Oracle Social Spotlight

Should True Customer Centricity Be Your Resolution?

December 31, 2013 By: Amy Sorrells

Who doesn’t like to view themselves in the best light possible? Similarly, many businesses like to think of themselves as being tops in customer centricity when in fact, they’ve taken zero steps to change structure, messaging, or CRM to that end. When the world around you is changing but you aren’t…red flag.

Many brands are offering up lip service in lieu of customer service. You know what’s going to be on those lips? The dust customers leave behind as they take their 2014 customer experience expectations elsewhere.

Today’s consumers are well aware of tech advancements. They know it’s possible for you to know nearly everything about them and every move they make, especially where it relates to your brand. Believe it or not, they’re cool with that, as long as it’s used to make their experiences quick, effective, and pleasing.

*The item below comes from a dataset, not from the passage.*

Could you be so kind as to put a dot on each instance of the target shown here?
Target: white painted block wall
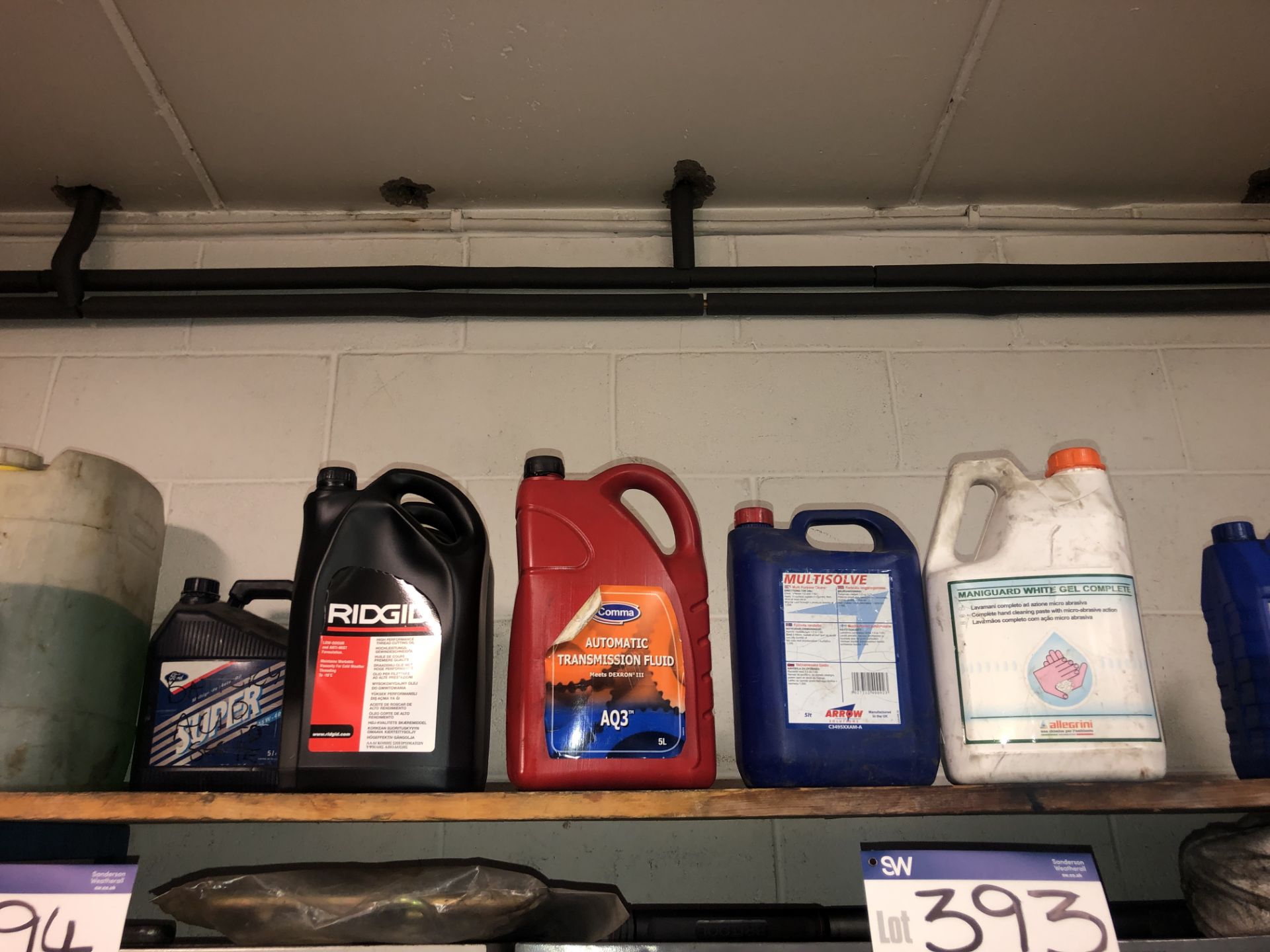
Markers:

Seriously…all you have to do is not insult them.

When you have no clue what their past interactions with you were, you insult them. When you have no idea what products of yours they own, you insult them. When you can’t (or won’t) solve their problem, you insult them. When you throw them into an irrelevant generic voicemail tree, you insult them. When you ignore or forget what they tell you, you insult them. When you don’t follow up to insure satisfaction, you insult them.

As you can see, as easy as the task of “don’t insult the customer” sounds, the above is still largely standard practice. It’s not okay anymore.

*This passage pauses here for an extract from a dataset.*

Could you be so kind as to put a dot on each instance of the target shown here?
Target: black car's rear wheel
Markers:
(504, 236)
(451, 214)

Perhaps a business resolution for 2014 should be…to care. No shift toward customer centricity is going to occur unless and until brands start genuinely caring about getting the customer what they want and treating them well. Today, it should be even easier to care, because doing those things speaks to profits and corporate health.

66% of marketers couldn’t tell you what their customer is worth, even though sales could potentially go up 17% by knowing and capitalizing on the highest value customers. You’re best friend in this endeavor is data. Listening tools can pull copious amounts of social data, which can be combined with enterprise data for granular views of customers utilized at every touchpoint.

So what does customer centricity even mean? As opposed to what? It means morphing processes around making the customer successful in whatever they’re trying to do, both now and over time. This vs. being product-centric, which the odds are good you still are. One expert clarifies that if you’re product-centric, you’re trying to maximize the value of each product. If you’re customer-centric, you’re trying to maximize the value of each customer.

So in 2014, can you be available to customers on their favorite platform? Will you respond right away? Can you solve their problem? Can you convince them you care? Can you customize their experience? Can you make relevant offers? Can all departments make love-of-customer priority #1? Can you let customers lead your product development?

Social isn’t just empowering consumers, it’s empowering you as brands to make this customer centricity possible. Choose to keep focusing on your corporate self instead of on customer experiences, and 2014 could be the year of thin ice.